Constitutionally, the federal government is one of limited, enumerated powers. The charter authorizes spending for the common defense and general welfare. It does not envision a permanent sovereign investor that picks corporate winners and then regulates competitors. Ownership reshapes the incentives of the state itself and undermines due process in spirit if not in letter. Citizens should have confidence that the handwriting rules and awarding contracts are not also protecting its own portfolio.

Morally, this is the very ends-justify-the-means thinking conservatives are supposed to resist. We do not save free enterprise by nationalizing pieces of it. We preserve it by setting clear rules, encouraging competition, protecting property rights, and letting private capital take risk and reward. Once the state has a financial interest, it will tilt the table. That is human nature, which is why our founders separated powers and restrained government.

Some argue this is only a passive stake with no board seat, so there is nothing to worry about. Read the fine print. Reports describe a five-year warrant for another five percent if Intel surrenders majority control of its foundry business and a complex web of conditions that gives Washington leverage even without a board seat. Intel’s investor communications flag international and commercial risks of having the U.S. government on the cap table.

There is a better path that serves security without state ownership. Streamline permits so fabs can be built on time. Restore affordable, reliable energy so power-hungry plants can operate here. Keep the investment tax credit in place for domestic semiconductor capital spending. Use open, competitive defense and federal procurement to seed demand for U.S.-made chips. If Congress wants to offer support, make it transparent and time-limited, with clawbacks for missed milestones, not equity that entangles the sovereign.
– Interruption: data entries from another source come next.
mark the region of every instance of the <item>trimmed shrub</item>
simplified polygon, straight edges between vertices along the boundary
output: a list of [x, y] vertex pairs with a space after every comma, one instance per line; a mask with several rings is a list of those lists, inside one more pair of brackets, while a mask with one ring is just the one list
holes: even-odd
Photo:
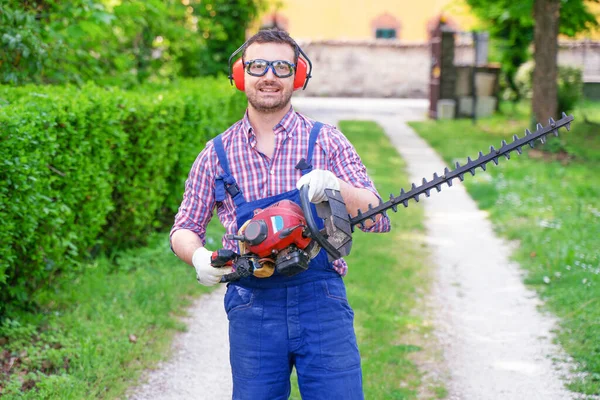
[[172, 223], [198, 152], [242, 116], [228, 86], [0, 90], [0, 317], [100, 249]]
Congress should now step in. Require full public disclosure of the legal instrument that created this position, mandate a clear divestiture timeline, and prohibit agencies from steering contracts where the United States holds an ownership interest, absent a narrowly tailored, congressionally-approved waiver. Sunlight and separation are the cure.
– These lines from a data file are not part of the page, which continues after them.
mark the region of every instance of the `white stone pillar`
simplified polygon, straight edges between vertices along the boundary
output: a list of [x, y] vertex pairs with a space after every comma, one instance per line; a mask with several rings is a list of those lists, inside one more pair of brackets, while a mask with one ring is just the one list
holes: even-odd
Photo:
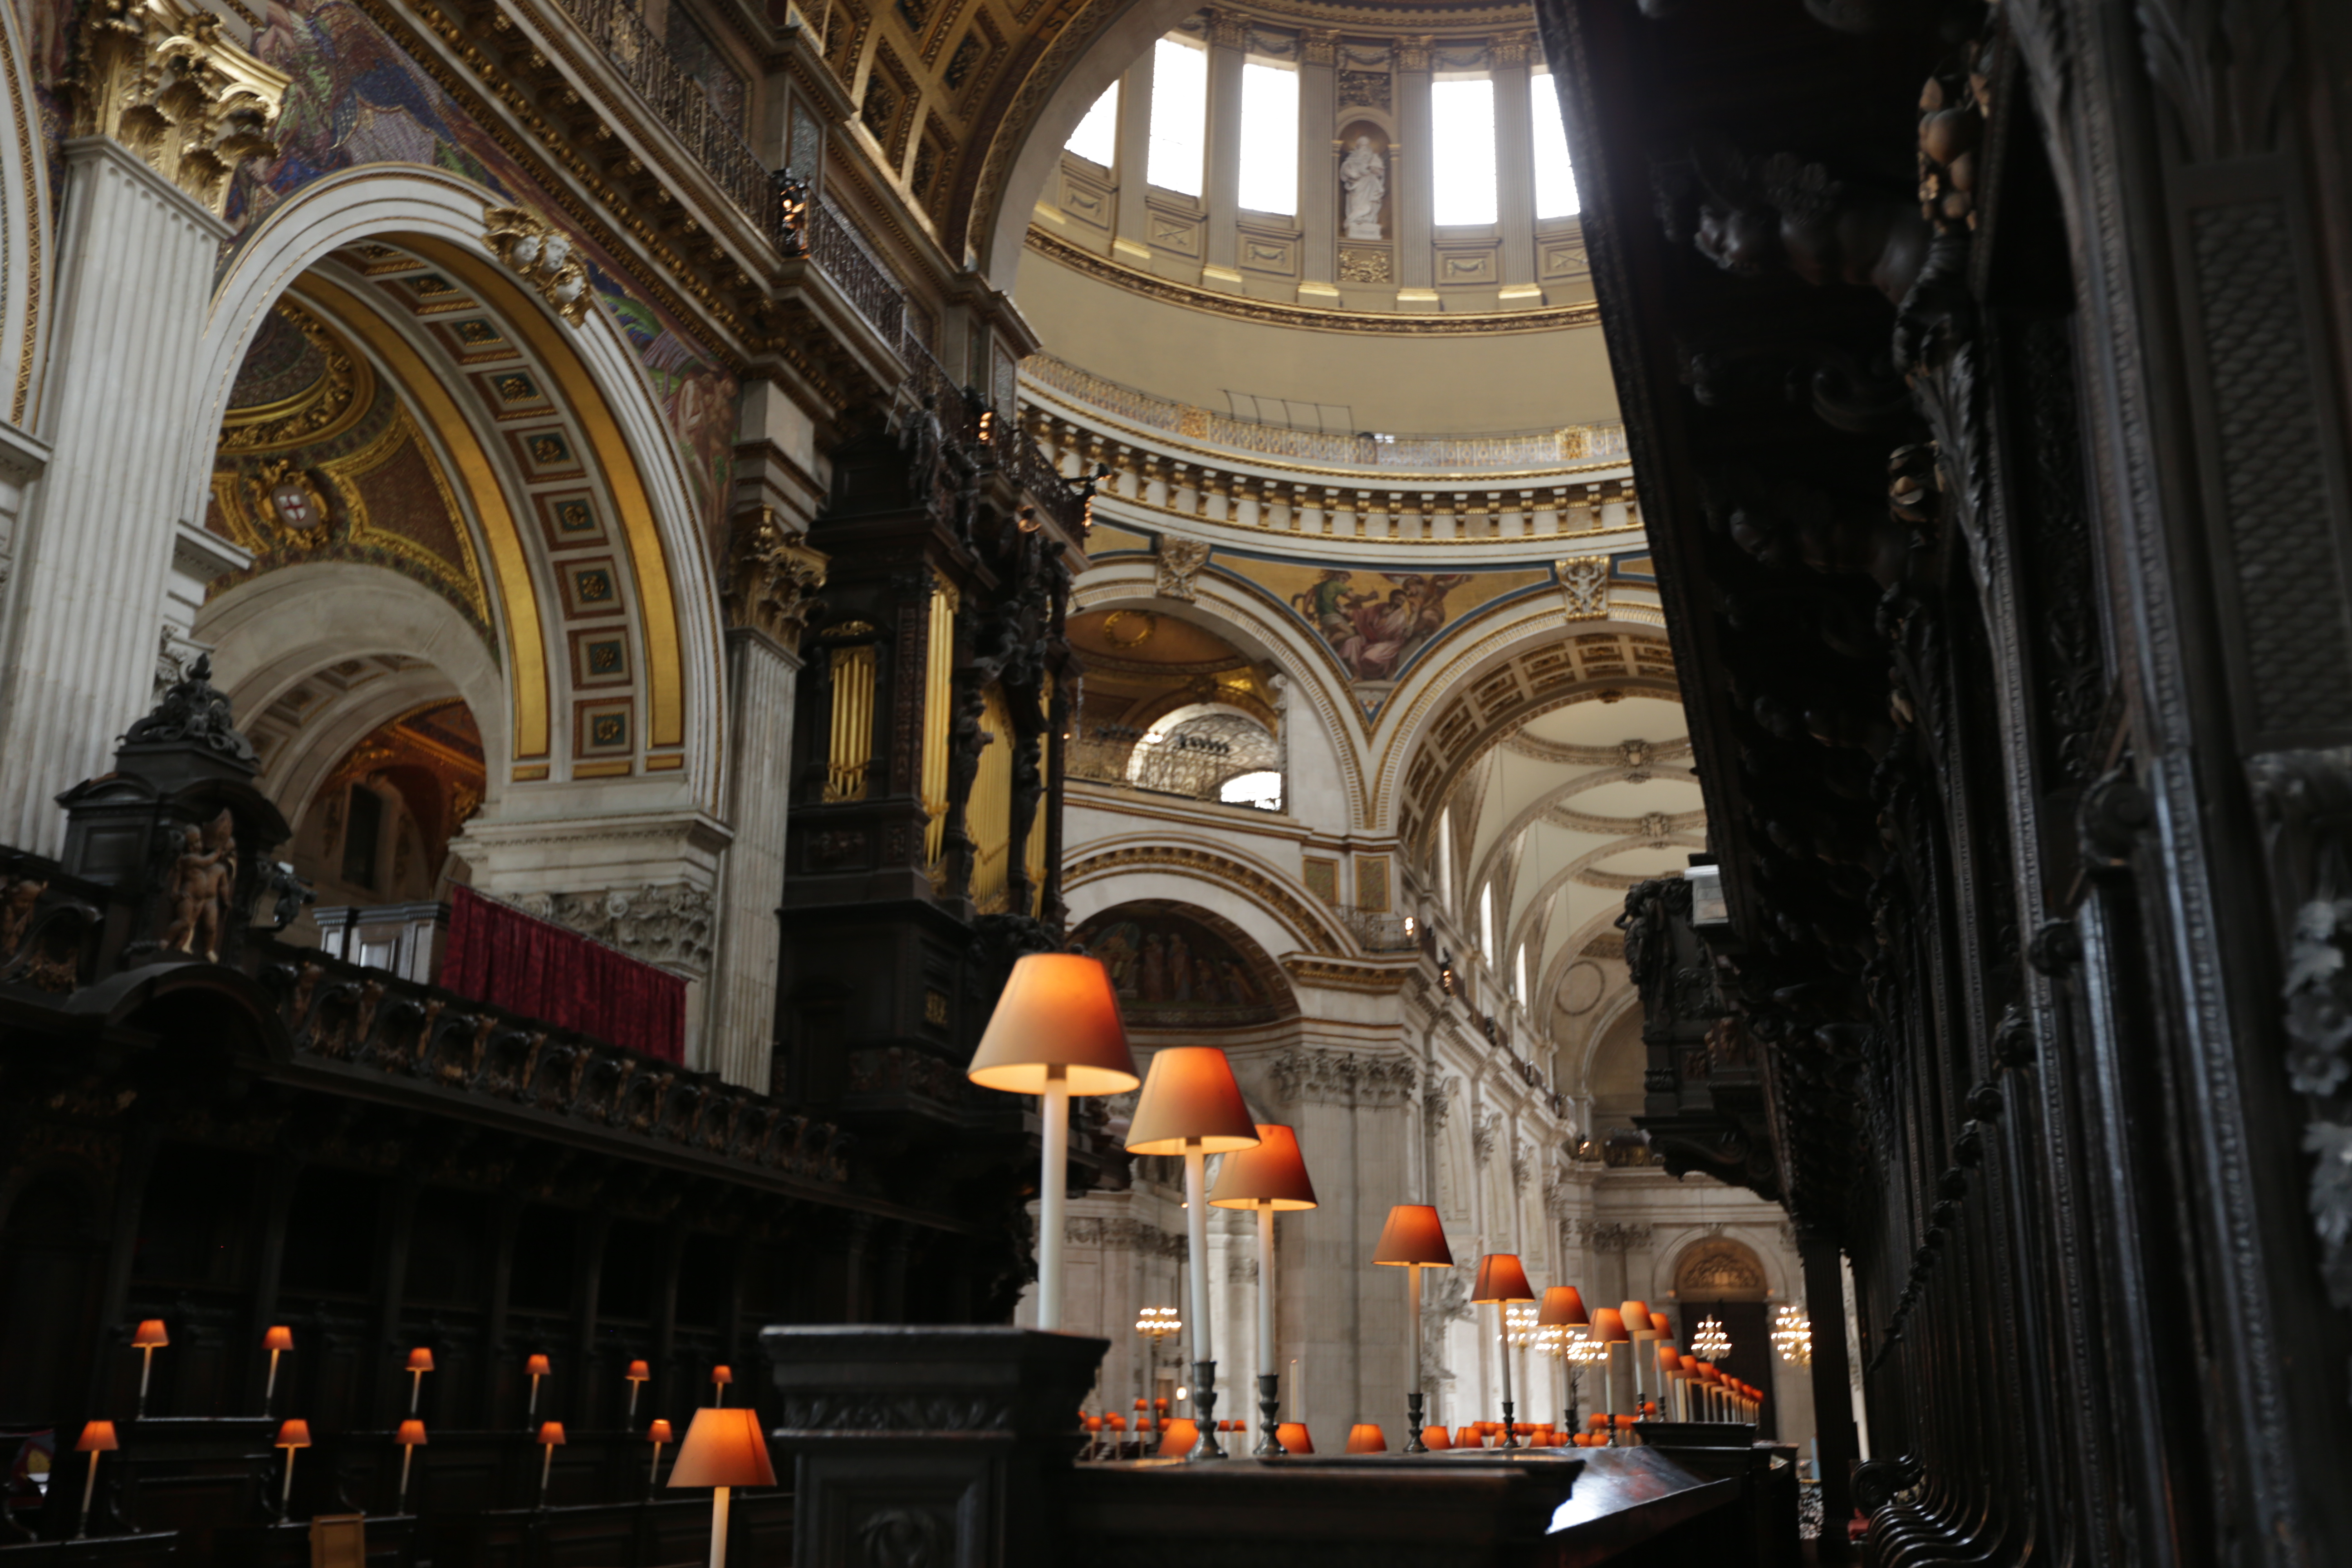
[[1242, 64], [1248, 42], [1248, 17], [1235, 11], [1209, 14], [1209, 225], [1201, 284], [1235, 294], [1242, 287]]
[[1396, 193], [1397, 308], [1433, 311], [1438, 171], [1430, 159], [1437, 140], [1429, 101], [1430, 40], [1399, 38], [1396, 64], [1397, 136], [1402, 145], [1389, 155], [1389, 188]]
[[1298, 298], [1339, 303], [1339, 36], [1298, 36]]
[[1495, 184], [1503, 228], [1505, 310], [1540, 305], [1536, 285], [1536, 142], [1526, 34], [1495, 40]]
[[105, 136], [66, 143], [50, 454], [15, 580], [0, 716], [0, 842], [53, 853], [64, 789], [106, 771], [154, 701], [179, 466], [228, 227]]
[[799, 655], [767, 632], [727, 634], [727, 818], [735, 829], [719, 890], [704, 1061], [729, 1083], [764, 1093], [776, 1028], [784, 897], [784, 818], [792, 773]]
[[1151, 62], [1146, 49], [1118, 79], [1118, 162], [1112, 169], [1118, 212], [1110, 252], [1129, 267], [1151, 264], [1150, 205], [1144, 195], [1151, 188]]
This is not a personal attack on President Trump. I agree with the goal to build here and win here. We simply disagree on the method. The United States does not need to become a shareholder state to secure its future. Keep referees off the field. Let Intel compete on the strength of its products and leadership, supported by clear rules that treat every player the same. That is how a free nation stays strong without compromising the principles that made it strong in the first place.